Apart from the basic humanitarian consideration of helping fellow human beings find safety and succor, there are other reasons too why Pagans should endeavor to receive these Muslim migrants kindly. Modern Paganism is only possible because of a general respect for the principle of diversity. Whatever can strengthen the rule of diversity in European--and other--societies will be good for Pagans and for the continuing development of the different forms of Paganism now arising or reviving in Europe; whatever weakens the rule of diversity will open the door to persecution and disadvantagement not only for Muslims--but also for Pagans among other religious "Others." It should sound alarm bells for European Pagans that some of the loudest voices opposing the current wave of Muslim migration are characterizing the situation as a defense of "Christian Europe" against the invasion of Muslims from the East, as if this were the 1683 Siege of Vienna all over again. See http://www.nytimes.com/aponline/2015/09/11/world/europe/ap-eu-eastern-europe-migrants.html .

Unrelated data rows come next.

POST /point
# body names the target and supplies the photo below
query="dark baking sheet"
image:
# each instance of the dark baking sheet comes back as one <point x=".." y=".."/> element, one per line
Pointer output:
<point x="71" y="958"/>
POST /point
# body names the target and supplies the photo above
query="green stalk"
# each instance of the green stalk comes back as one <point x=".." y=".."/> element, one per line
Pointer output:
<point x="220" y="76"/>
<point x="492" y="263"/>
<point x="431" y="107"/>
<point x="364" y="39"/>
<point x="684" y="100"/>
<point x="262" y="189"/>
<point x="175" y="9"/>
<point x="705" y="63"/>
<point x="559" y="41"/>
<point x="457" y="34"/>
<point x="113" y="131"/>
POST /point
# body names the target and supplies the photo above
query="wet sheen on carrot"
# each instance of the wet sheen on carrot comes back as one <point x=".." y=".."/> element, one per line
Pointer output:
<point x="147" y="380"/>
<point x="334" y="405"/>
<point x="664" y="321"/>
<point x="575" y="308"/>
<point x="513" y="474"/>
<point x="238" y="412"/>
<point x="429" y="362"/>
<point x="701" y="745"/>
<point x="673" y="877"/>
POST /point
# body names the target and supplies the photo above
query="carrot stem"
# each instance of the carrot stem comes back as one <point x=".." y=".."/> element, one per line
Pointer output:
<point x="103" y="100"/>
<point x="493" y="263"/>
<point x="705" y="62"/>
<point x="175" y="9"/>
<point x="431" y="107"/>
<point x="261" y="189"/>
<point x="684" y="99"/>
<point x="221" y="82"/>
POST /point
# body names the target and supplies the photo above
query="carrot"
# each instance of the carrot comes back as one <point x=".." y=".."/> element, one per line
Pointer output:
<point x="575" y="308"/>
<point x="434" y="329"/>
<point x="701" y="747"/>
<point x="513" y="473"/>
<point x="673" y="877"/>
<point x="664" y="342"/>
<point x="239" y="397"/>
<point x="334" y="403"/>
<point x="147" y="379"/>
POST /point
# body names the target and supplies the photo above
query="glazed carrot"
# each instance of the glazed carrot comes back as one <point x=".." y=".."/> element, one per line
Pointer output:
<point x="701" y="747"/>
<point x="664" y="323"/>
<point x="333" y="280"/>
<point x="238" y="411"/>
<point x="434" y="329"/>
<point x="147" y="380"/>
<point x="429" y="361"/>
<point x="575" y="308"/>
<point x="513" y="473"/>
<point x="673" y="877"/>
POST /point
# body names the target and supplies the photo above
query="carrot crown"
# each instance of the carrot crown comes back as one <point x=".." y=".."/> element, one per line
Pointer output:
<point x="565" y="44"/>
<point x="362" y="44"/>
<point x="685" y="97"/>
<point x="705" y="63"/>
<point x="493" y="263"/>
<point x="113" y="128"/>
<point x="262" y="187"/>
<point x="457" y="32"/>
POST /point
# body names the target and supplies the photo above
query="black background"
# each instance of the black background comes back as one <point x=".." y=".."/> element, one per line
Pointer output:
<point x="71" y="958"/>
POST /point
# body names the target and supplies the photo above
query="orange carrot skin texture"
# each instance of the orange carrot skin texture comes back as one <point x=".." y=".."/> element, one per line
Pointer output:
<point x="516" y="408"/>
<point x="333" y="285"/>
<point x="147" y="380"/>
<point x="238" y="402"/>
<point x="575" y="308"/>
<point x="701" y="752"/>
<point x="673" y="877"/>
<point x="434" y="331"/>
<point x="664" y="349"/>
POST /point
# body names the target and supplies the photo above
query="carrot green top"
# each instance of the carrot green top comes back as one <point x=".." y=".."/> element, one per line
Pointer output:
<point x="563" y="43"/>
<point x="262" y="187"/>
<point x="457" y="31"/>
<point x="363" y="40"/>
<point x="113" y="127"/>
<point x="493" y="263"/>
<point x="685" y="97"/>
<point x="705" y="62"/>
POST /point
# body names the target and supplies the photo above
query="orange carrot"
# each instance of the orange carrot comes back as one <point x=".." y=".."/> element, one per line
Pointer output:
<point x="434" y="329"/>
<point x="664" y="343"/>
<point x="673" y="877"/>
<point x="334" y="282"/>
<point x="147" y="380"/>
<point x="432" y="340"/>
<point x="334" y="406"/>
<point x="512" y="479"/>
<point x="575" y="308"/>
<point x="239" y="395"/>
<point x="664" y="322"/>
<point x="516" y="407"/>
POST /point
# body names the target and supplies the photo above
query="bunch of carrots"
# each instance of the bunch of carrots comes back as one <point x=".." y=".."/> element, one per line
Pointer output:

Some ethnically-oriented Pagans may initially feel they can happily whistle along with right-wing European nationalist leaders when they sing of protecting and upholding European ethnic heritage by blocking Muslim immigration, but they may start to find this cheerful political tune less joyful and melodious when they realize that right-wing leaders like our dear friend Mr. Orbán equate European heritage and identity with Christianity, that is, European = Christian, meaning there is "no space at the inn," to use a suitable Christian turn of phrase, for Pagans in a Europe so defined. As non-Christians, Pagans therefore have very practical, self-interested reasons to make common cause with Muslims in standing up for religious diversity in Europe, a diversity that embraces Christians, Jews, Muslims, AND Pagans (along with Buddhists and Hindus and Sufis and Krishnaites and Cthulu-followers and many others). When any non-Christian is threatened, Pagans are threatened too, and so by protecting the rights of Muslims to live in Europe and freely practice their religion, Pagans protect their own rights too.

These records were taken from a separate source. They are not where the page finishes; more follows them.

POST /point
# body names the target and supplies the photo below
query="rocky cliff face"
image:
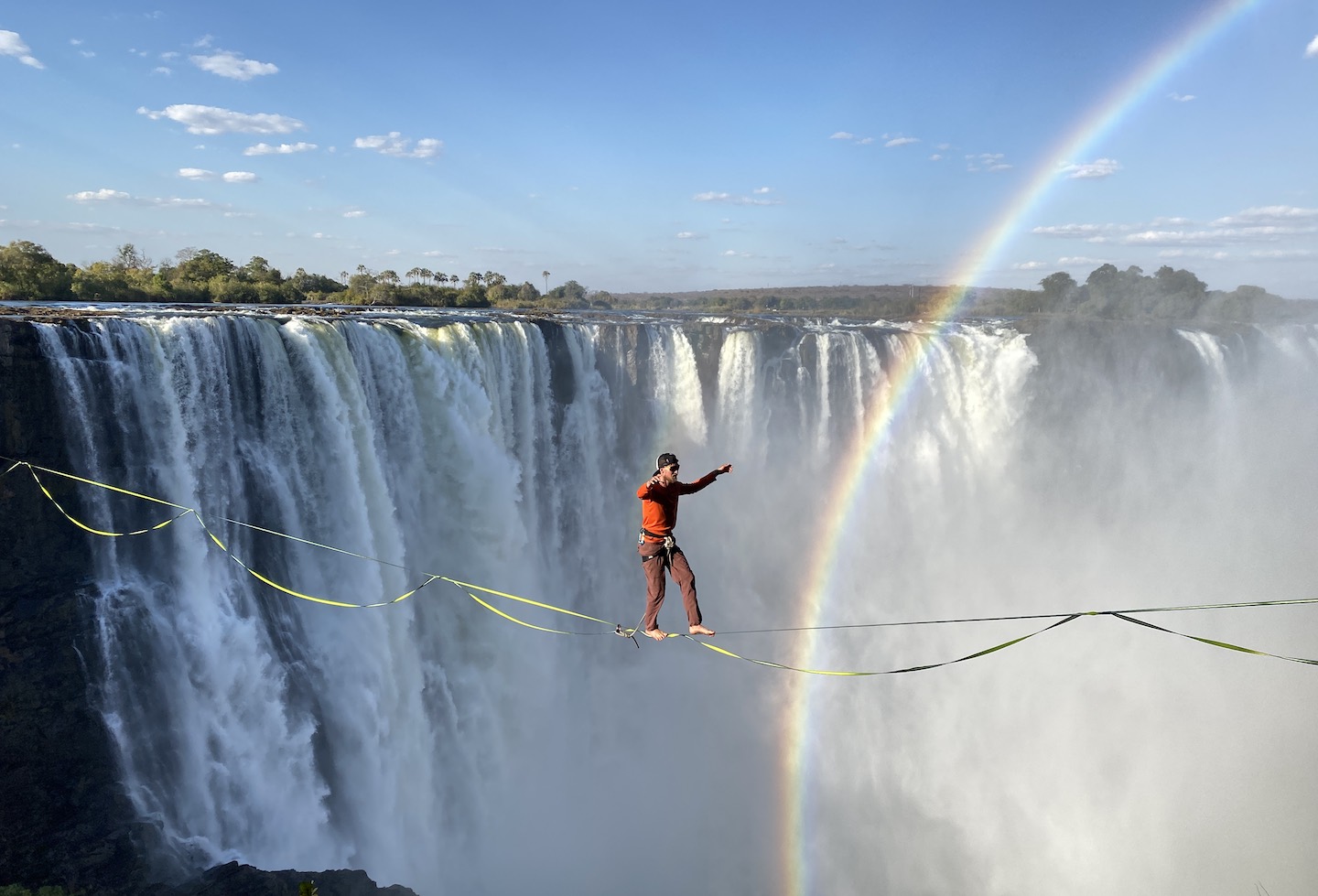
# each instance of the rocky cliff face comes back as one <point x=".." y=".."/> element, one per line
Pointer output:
<point x="63" y="817"/>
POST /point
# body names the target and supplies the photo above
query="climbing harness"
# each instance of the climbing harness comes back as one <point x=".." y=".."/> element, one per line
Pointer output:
<point x="670" y="545"/>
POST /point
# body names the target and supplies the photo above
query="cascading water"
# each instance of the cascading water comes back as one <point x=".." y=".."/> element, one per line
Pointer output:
<point x="438" y="746"/>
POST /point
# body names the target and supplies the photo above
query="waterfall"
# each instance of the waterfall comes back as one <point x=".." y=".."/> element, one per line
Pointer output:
<point x="442" y="748"/>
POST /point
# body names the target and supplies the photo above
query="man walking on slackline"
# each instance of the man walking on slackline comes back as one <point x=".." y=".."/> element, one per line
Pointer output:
<point x="658" y="548"/>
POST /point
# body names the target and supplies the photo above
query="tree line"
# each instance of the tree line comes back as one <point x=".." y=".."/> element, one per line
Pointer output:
<point x="200" y="275"/>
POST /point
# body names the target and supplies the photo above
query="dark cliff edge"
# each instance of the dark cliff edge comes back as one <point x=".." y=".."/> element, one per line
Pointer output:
<point x="65" y="820"/>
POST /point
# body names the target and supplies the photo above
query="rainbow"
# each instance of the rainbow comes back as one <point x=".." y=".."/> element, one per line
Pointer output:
<point x="841" y="502"/>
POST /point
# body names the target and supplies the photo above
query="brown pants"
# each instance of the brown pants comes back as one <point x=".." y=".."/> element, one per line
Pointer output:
<point x="654" y="562"/>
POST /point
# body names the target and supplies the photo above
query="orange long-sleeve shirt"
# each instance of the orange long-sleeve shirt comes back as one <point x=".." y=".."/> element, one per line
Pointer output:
<point x="659" y="505"/>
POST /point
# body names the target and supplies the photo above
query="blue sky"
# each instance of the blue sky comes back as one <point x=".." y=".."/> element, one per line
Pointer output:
<point x="675" y="146"/>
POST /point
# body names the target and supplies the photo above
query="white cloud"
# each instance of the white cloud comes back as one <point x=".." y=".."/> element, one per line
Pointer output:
<point x="1214" y="236"/>
<point x="1278" y="215"/>
<point x="214" y="120"/>
<point x="1099" y="167"/>
<point x="231" y="65"/>
<point x="282" y="149"/>
<point x="104" y="194"/>
<point x="734" y="200"/>
<point x="12" y="45"/>
<point x="119" y="195"/>
<point x="177" y="201"/>
<point x="988" y="162"/>
<point x="394" y="144"/>
<point x="1084" y="231"/>
<point x="1282" y="254"/>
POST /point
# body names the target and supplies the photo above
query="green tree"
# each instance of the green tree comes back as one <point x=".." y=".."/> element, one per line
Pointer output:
<point x="202" y="266"/>
<point x="32" y="275"/>
<point x="1057" y="289"/>
<point x="258" y="270"/>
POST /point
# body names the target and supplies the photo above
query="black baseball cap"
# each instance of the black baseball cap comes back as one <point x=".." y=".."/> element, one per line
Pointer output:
<point x="664" y="460"/>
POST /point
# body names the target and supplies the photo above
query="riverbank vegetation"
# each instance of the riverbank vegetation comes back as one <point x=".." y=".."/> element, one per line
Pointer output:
<point x="27" y="273"/>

Though these words are perhaps overused, and though I know I risk descending into cliché by quoting them, I do find the warning of the German Protestant minister Martin Niemöller very pertinent in this regard:
"First they came for the Socialists, and I did not speak out—
Because I was not a Socialist.
Then they came for the Trade Unionists, and I did not speak out—
Because I was not a Trade Unionist.
Then they came for the Jews, and I did not speak out—
Because I was not a Jew.
Then they came for me—and there was no one left to speak for me."
Shall we update and adapt Herr Niemöller's message to suit our current situation?

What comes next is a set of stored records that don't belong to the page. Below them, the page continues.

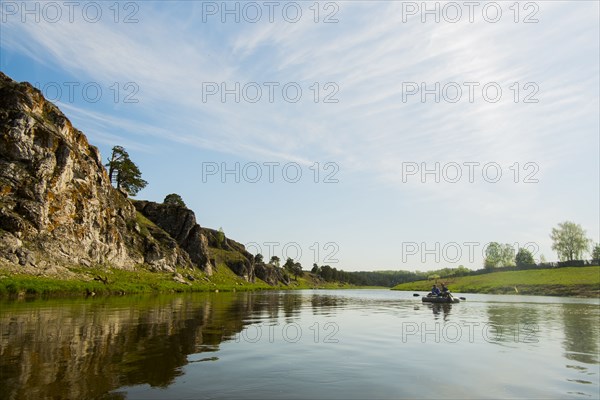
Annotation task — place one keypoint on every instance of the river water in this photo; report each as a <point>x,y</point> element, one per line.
<point>313,344</point>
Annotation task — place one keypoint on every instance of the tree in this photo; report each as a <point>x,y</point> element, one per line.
<point>508,256</point>
<point>493,255</point>
<point>569,241</point>
<point>220,238</point>
<point>524,257</point>
<point>596,252</point>
<point>297,270</point>
<point>499,255</point>
<point>175,200</point>
<point>275,261</point>
<point>123,172</point>
<point>289,265</point>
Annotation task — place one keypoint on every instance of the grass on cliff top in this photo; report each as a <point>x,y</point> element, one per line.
<point>118,281</point>
<point>568,281</point>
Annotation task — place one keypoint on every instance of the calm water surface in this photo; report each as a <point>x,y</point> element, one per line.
<point>344,344</point>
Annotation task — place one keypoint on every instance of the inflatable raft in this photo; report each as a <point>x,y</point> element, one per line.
<point>439,299</point>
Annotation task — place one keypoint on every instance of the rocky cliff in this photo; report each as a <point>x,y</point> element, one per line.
<point>58,208</point>
<point>180,223</point>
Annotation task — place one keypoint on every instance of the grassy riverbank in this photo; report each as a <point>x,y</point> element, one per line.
<point>78,281</point>
<point>569,281</point>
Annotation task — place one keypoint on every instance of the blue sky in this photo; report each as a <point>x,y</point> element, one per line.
<point>372,131</point>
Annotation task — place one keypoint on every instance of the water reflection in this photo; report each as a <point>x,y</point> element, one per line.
<point>442,309</point>
<point>581,334</point>
<point>95,348</point>
<point>86,348</point>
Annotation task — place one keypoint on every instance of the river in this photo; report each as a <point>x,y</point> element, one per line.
<point>313,344</point>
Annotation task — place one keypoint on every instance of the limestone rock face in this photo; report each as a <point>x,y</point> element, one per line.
<point>57,206</point>
<point>180,223</point>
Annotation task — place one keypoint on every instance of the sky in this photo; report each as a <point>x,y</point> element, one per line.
<point>367,135</point>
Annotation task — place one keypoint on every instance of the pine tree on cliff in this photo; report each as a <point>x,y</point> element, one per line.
<point>124,173</point>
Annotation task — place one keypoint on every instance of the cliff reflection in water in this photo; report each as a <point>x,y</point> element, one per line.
<point>86,348</point>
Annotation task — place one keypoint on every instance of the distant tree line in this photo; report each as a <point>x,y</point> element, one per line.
<point>569,240</point>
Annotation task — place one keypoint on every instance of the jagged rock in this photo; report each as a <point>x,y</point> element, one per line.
<point>56,197</point>
<point>179,279</point>
<point>180,223</point>
<point>271,274</point>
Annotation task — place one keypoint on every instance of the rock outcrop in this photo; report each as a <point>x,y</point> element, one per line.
<point>180,223</point>
<point>57,206</point>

"First they came for the terrorists, and I did not speak out--
because I am not a terrorist.
Then they came for the immigrants, and I did not speak out--
because I am not a immigrant.
Then they came for the Muslims, and I did not speak out--
because I am not a Muslim.
Then they came for the cultists, and I did not speak out--
because I do not consider my religion a "cult."
Then they came for the Pagans--and there was no one left to speak for me."
Protect your religious rights. Defend religious freedom for all!